Friday, September 11, 2009

The 180th good thing about Lagos: Another festival day in Badagry

On Saturday, our second day in Badagry, it was the culmination and final day of their annual Folk Festival. We got a late start to the morning, as it was environmental Saturday and no cars were allowed on the road till after 10:30. We went over to the festival grounds, but nothing was happening yet, so we went over to take a look at the Badagry market. Markets in Nigeria are always a feast for the eyes.

On our walk from the main square to the market, we passed scenes of daily life -- selling sugar cane and fruit by the road (the boy in the back was getting water from the well, but stopped to watch the white people passing by) and the "barbing salon" at this house. I love the colorful signs painted on buildings here.

There's always children ready to smile for the camera here.

I liked the scarf seller and her mobile shop. The group of women in the next picture had stopped their shopping and selling (notice the shirt seller in the back of the group with her stock hanging down from the round disk balanced on her head) to listen to what we assumed was a street preacher. (The preacher was speaking in a tribal language so we couldn't know what she was saying.)

Lots of bulk foods, vegetables and fruits (those are stacks of dried banana or plantain slices in the picture by the bananas),

and there's even a place to charge your cell phone.

Then we went back over to the festival grounds where we spent the afternoon.
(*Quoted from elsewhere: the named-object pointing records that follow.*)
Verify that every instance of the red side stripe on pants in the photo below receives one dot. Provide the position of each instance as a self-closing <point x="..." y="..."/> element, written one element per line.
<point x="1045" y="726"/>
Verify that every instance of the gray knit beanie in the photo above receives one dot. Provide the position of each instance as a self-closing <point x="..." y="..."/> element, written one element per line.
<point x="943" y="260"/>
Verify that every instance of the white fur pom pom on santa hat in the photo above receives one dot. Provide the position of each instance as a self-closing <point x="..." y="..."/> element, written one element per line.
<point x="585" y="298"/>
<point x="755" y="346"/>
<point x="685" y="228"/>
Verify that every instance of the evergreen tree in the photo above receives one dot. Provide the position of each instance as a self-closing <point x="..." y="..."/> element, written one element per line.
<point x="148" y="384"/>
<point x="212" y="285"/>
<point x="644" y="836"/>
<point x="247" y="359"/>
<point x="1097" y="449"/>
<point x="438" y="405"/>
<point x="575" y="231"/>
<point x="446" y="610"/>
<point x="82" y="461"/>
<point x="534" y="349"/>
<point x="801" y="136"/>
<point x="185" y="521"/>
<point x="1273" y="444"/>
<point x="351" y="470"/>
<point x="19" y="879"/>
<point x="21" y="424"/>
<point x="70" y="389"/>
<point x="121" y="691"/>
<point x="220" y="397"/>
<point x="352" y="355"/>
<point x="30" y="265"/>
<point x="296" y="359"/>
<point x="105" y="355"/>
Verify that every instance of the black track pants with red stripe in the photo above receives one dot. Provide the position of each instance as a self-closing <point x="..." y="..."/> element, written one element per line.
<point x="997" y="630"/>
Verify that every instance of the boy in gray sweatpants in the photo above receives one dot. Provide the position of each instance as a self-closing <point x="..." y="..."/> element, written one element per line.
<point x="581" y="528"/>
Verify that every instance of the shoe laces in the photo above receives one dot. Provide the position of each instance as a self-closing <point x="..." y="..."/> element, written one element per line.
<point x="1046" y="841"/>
After a while the Akran of Badagry showed up, along with other dignitaries. They laid the symbols of their authority on the table, along with the ever-present cell phones.

There was lots of speechifying and award giving and other festivities not so thrilling, but it was an overcast, relatively cool day and we had comfortable seats under the tent beside the chief's tent, so I didn't mind the boring parts. There was some ceremonial entrances by various groups, and more bowing before the chief. And then there started some pretty wild celebrating.

The "haystack" masqueraders showed up again, as well as several people on stilts who did some kind of "so you think you can dance" competition on stilts. The procession of market sellers and performers passed in front of the chief's tent and then came over to show us their dance moves, musical skills, coconuts, chickens, and other goods and talents.

We were glad to be under the tent when it started to rain, but it didn't stop the performers.

The "dancing haystacks" did an act that was a big hit with the crowd. They would do their dancing and twirling thing and then their handlers would tip over the haystack to show the crowd what was moving the costume. At first, there was a small child under the costume, then, after more dancing, a tiny dog came out. Then after more dancing and costume tipping, a flopping fish was shown to be doing the dancing. By this time the crowd had totally lost any control and was crowding around the masqueraders. There were a couple more magic dancers, judging by the crowd reaction, but the dancers were surrounded and we had no way of seeing the action.

There were more masqueraders that we had seen in the festival the preceding day. The dancer with the big costume did some kind of contest with the crowd where they were all holding sticks and kind of beating each other with them.

And looming over the festival -- on the program cover and on signs (in between the ever-present MTN festival sponsor signs) was the recently deceased Michael Jackson. This year, the festival was dedicated to him.

Yes, even in Nigerian festivals in remote locations, you can't get away from Michael Jackson tributes.